The deputy chief executive of the Association for Savings & Investment SA, Peter Dempsey, said while it was a common problem throughout the country, it was more prevalent in KZN because of insurance fraud syndicates and the small number of doctors and hospital groups who started the scam and had not yet been caught.

Last year, the Daily News reported on the association's claim fraud statistics for 2011 and, for the second year running, KZN had the highest number of fraudulent and dishonest insurance claims submitted.

Statistics for last year are yet to be released.

Dempsey said: "When a person buys a hospital cash plan, in the event of hospitalisation on recommendation of a medical doctor, a person is paid out a daily amount by the insurer." It can be between R500 and R1 500 a day.

However, a patient can submit a claim to the insurer only once they have been discharged from hospital.

This meant that all doctors and hospital fees were fully covered by medical aid and the insurance claim was pocketed by the patient, said Dempsey. "So this type of fraud is very tempting."

In 2011, most claims related to admissions for pelvic inflammatory disease, which independent medical practitioners have said was usually treated on an outpatient basis and did not require hospitalisation. But if it did, they said it would be for three days at most.

In his report for that year, Judge Galgut disputed the length of time patients claimed for hospitalisation for the disease.

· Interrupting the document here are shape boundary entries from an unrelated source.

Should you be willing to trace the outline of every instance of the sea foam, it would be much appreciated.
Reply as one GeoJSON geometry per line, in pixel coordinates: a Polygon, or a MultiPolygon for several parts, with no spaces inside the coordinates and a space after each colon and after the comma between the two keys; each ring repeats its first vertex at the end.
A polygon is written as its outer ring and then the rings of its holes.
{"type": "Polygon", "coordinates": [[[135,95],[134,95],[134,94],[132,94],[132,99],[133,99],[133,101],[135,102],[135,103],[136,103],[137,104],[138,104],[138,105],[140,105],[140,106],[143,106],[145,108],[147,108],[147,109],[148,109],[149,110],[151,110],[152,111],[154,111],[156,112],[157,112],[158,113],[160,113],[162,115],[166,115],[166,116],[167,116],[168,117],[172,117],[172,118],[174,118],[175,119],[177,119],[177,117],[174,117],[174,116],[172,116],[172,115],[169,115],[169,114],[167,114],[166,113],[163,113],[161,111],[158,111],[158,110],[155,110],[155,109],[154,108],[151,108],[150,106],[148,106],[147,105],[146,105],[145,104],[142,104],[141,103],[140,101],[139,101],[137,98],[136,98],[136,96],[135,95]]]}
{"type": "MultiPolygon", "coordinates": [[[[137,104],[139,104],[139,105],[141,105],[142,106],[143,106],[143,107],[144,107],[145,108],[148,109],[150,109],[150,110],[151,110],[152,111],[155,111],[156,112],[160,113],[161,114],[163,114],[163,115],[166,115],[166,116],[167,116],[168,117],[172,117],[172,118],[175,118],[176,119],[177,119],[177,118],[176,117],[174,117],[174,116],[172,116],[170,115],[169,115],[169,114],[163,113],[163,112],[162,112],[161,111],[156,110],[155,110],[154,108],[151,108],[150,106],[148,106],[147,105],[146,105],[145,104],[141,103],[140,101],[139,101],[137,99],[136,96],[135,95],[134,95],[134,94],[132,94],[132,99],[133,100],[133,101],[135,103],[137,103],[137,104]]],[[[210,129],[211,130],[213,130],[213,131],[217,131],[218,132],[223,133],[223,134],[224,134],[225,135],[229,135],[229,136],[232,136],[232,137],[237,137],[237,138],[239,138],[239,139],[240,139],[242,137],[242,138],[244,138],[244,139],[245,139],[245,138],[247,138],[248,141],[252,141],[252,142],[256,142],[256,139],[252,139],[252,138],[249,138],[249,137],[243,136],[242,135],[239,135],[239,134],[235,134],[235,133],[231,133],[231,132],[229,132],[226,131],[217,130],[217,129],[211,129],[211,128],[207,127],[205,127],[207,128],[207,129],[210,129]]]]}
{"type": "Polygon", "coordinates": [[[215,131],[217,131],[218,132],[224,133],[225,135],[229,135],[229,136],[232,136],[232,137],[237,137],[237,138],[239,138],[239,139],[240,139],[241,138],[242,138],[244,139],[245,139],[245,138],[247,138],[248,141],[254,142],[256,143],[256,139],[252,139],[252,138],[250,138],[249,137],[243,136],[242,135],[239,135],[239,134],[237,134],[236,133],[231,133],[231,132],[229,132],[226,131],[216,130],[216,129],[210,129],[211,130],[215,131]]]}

Some who had claimed for six to 10 days were treated by gynaecologists in the same hospital group.

Galgut was not convinced, based on the medical information submitted, that the extended stay was warranted and said his office was also unconvinced by the medical motivation submitted by the two gynaecologists.

In his latest report released this week, he said the trend had continued, but the difference now was that the claims were more diverse and the number of medical practitioners had grown.

One KZN patient had claimed from insurance for hospital stays between January 2010 and February last year: five days for chest pains, six to seven days for the flu, five days for lower abdominal pain and repeated admissions for pelvic inflammatory disease of between six and 11 days.

"What has remained the same (since 2011) is that most of the complainants belong to one medical scheme, the same hospital group is involved and the modus operandi has not changed," Judge Galgut said in report for last year.

He said smaller private hospitals could also benefit because they would claim from the medical aid scheme for costs such as the patient's stay, X-rays and scans.

"The patient pays nothing and when he or she gets home, they submit a claim to their insurer under their hospital cash back plan," said Dempsey.

However, deputy ombudsman Jennifer Preiss pointed out that the medical scheme was not part of any wrongdoing. "The complainants who are making excessive claims belong to this one scheme and the scheme has no doubt been paying claims for excessive periods of hospitalisation," she said. "The scheme will therefore be disadvantaged as well."

While insurers had already reported practitioners to the Health Professions Council of SA, the problem was yet to be solved, Preiss said.

She added that the SA Insurance Crime Bureau had also started investigating the excessive claim cases. "This may lead to some action being taken against the wrongdoers."

Health Professions Council spokeswoman, Bertha Peters-Scheepers, confirmed that it had received complaints from insurers.

She said the council was concerned about the number of fraudulent cases against practitioners, as well as the guilty verdicts and the impact they might have on the healthcare industry.

Meanwhile, the ombudsman's office has received complaints for the first time that some insurance companies were cancelling certain hospital cash plan policies based on certain criteria.

For example, one insurer cancelled policies where the claimant had more than four claims in the preceding year.
The ombudsman has since engaged with the insurers concerned and pointed out there needed to be good reason to cancel such a policy.